VoiceXML voice applications and multimodal applications

Multimodal interaction extends the potential of traditional applications.

If you require any information, you can listen to it and see it on your telephone.
Communicate with any management system by filling in forms and moving through menus.
Speak with the navigator to request information on the path and on services.
Use your voice to control your house.

Architecture

MMBerry layout click to zoom

How it works

MMBerry consists of a series of dll and header files (.h). The dlls contain the implementation of all the logic of the voice technologies used and the VuiManager.

The header file makes the VuiManager interaction interface available to the programmer.
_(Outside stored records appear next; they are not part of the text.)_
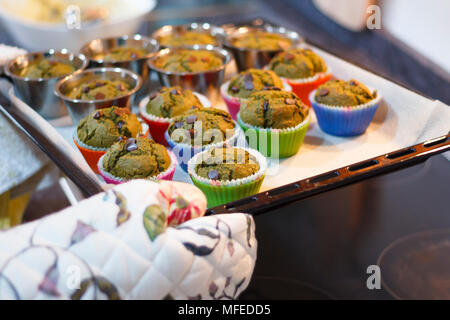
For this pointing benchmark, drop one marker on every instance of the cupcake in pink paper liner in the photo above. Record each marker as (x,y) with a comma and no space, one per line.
(159,109)
(227,174)
(240,87)
(139,158)
(302,69)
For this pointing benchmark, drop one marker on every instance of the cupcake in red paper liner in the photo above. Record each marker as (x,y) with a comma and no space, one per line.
(102,128)
(344,108)
(240,87)
(159,109)
(139,158)
(302,69)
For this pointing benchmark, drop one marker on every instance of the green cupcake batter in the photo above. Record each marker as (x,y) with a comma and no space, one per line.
(226,164)
(273,109)
(185,60)
(262,41)
(343,93)
(98,89)
(122,54)
(136,159)
(171,102)
(45,68)
(297,64)
(215,125)
(101,128)
(186,38)
(251,80)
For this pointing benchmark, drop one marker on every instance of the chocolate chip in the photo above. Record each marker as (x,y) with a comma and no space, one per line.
(248,82)
(178,124)
(97,115)
(99,96)
(131,146)
(323,92)
(213,174)
(191,119)
(289,101)
(235,89)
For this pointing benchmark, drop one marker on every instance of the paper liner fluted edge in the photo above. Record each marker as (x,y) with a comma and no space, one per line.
(160,176)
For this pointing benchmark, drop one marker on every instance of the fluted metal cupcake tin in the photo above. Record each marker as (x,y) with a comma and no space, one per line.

The structure of the library has been designed so as to hide from the end user all the details relevant to the implementation.
Indeed, the header file only shows standard data types and makes no reference to low level objects.

Thanks to MMBerry, it is possible to write multimodal applications in C++, Java and .NET. In fact, there exists a complete implementation of MMBerry for Java and one for the .NET environment.

MultiModalBerry

MMBerry is a framework with which it is possible to develop multimodal applications rapidly and without having to know the low-level details of the underlying technologies.

MMBerry allows for the development of multimodal applications independently of the engines.

With MMBerry, it is possible to transform a classic application into a multimodal application by writing just a few lines of code.

Structure

MMBerry is made up of:

  • a Core library, structured from the following parts:
    • Voice Command Gateway: to write multimodal applications in C++, including voice recognition and synthesis functionality;
    • log file generation;
    • catch events from TTS and ASR engines;
  • JNI interface for writing Java applications with MMBerry in native mode.
  • .NET interface for writing applications with any framework language.
  • VAD (Voice Activity Detection) to optimise the use of the ASR motor in continual mode without being a burden on the recogniser itself.
  • Audio Dump allows for recording of the audio buffer which is sent to the ASR. This is especially recommended for debugging and application tuning.
  • Advanced logging allowing for the highlighting of each single event within the library and, above all, to have control of the recognition events (grammar loaded, utterance, recognition, confidence, etc).

The following tools are also supplied together with the libraries:

  • Voice recognition grammar editor.
  • Log analysis tools, which allow for analysis in real-time and in detail of the log files generated by an MMBerry application.